A key modeling improvement that can be bundled with this methodology is to incorporate account level forecasts for new business as well as recoveries. This can be significant again when changing economic conditions forces recoveries to fail first or even new business is not able to help sufficiently with improving loss ratios. A bank’s acquisition stage model can set the foundation for a new business component and the recoveries models can incorporate various elements of portfolio characteristics (like collateral, customer’s willingness to pay etc.) to improve the overall loss forecasting process.
Two key challenges need to be accounted for. The loan level models integration is a significantly complex exercise. In cases where portfolios are similar, or the requirements are during stable times, roll rate models are sufficiently useful for the required accuracy levels. With multiple models, there needs to be significant oversight into the modeling process to ensure that the right data and techniques as well as modeling granularity are used. This will ensure that the models themselves are robust overall in terms of loss forecasting. Another important issue is operationalizing complexity. The multitude of models can also create enough implementation challenges that would require dedicated IT bandwidth and investment.
While regulatory requirements might have forced the innovations in loss forecasting and increased the challenges in operationalizing them, it is of utmost importance to leverage these models for what they provide:
- Improved accuracy – With granular data, accuracy can be improved.
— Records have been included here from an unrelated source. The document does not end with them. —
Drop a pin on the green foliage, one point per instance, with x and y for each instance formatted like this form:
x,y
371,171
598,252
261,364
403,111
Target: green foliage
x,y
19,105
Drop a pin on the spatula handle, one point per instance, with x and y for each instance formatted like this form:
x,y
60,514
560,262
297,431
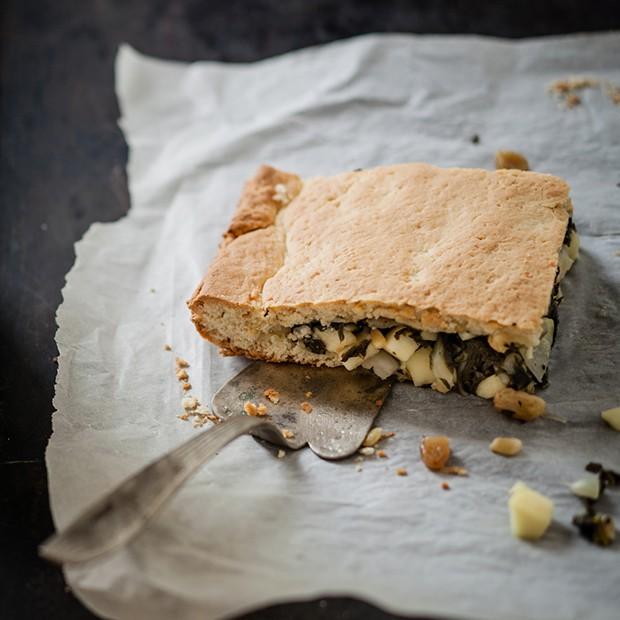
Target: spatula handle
x,y
117,517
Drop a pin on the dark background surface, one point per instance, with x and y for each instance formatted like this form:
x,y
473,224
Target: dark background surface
x,y
62,167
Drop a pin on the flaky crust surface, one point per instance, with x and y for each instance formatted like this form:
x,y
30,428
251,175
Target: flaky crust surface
x,y
439,249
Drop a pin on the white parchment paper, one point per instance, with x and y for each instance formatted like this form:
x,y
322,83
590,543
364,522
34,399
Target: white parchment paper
x,y
249,529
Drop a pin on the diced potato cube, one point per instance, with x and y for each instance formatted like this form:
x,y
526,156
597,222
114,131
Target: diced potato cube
x,y
377,338
565,263
331,338
426,335
612,417
488,387
400,344
382,364
419,367
530,512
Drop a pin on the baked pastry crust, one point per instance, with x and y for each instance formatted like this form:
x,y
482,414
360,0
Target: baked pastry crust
x,y
441,250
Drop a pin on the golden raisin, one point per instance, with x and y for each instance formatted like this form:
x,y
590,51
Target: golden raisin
x,y
435,451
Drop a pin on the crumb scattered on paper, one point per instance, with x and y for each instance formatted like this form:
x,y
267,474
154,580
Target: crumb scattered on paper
x,y
252,409
454,470
567,90
272,395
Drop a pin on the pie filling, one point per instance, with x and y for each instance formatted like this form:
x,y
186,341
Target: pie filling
x,y
443,361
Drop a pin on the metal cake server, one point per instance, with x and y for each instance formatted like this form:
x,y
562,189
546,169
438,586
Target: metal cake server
x,y
344,406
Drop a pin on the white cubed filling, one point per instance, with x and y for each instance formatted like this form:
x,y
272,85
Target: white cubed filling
x,y
530,512
382,364
419,367
331,338
400,345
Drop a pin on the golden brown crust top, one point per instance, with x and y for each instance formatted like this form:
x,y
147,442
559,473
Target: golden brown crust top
x,y
440,247
262,197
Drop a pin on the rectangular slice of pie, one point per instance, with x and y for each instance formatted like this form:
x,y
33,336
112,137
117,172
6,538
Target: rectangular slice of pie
x,y
445,277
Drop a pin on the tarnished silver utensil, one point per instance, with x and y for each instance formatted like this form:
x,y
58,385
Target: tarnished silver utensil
x,y
343,407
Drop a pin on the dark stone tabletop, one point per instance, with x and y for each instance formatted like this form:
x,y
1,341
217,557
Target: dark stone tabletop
x,y
62,167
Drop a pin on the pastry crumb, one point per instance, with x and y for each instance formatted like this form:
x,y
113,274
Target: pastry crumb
x,y
435,451
375,435
189,403
272,395
250,408
510,160
506,446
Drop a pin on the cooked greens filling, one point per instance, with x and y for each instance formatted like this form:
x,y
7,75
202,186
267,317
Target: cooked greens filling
x,y
444,361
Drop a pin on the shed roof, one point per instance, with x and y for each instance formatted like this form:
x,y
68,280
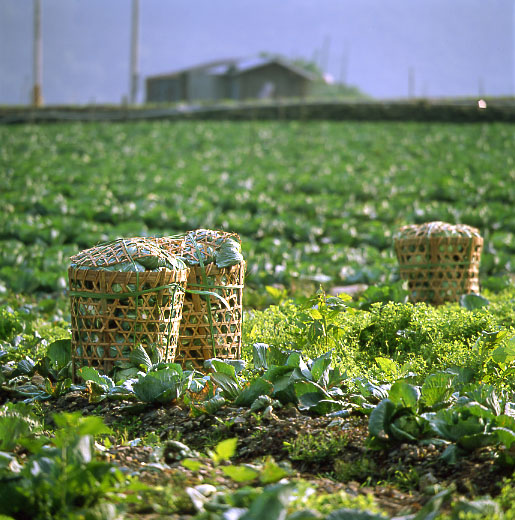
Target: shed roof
x,y
240,66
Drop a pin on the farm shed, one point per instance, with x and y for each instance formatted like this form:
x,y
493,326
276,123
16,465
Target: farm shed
x,y
231,79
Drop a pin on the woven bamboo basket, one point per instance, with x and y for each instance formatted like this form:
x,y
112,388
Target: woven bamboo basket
x,y
209,328
440,261
113,312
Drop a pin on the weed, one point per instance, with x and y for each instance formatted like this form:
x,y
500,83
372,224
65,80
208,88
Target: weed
x,y
359,469
316,448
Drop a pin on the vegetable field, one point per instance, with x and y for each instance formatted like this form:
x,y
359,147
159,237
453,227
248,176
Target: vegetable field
x,y
313,201
341,408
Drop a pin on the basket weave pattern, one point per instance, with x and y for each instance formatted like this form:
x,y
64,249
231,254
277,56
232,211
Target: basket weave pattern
x,y
209,328
196,340
112,312
439,261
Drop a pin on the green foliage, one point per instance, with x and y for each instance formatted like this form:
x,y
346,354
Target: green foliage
x,y
62,478
316,448
17,423
273,182
11,324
Loss reserves can be set accurately and banks have the ability to adapt faster (on a quarterly basis) to changing macroeconomic and portfolio conditions.
- More visibility – The loan level models give better insights into key drivers of changes in losses. This will enable banks to understand whether challenges are internal or external, portfolio level or product level, customer level or geography level. This can allow banks to change strategies on the fly in terms of managing these losses well.
- Enhanced flexibility – Given that banks have to comply with various stress tests required by the FED, they now have a tool that will permit to forecasting for other scenarios. They can create new scenarios for not just loss forecasting, but in general managing their portfolios to decide where they should grow and where they should button down and manage their portfolio well.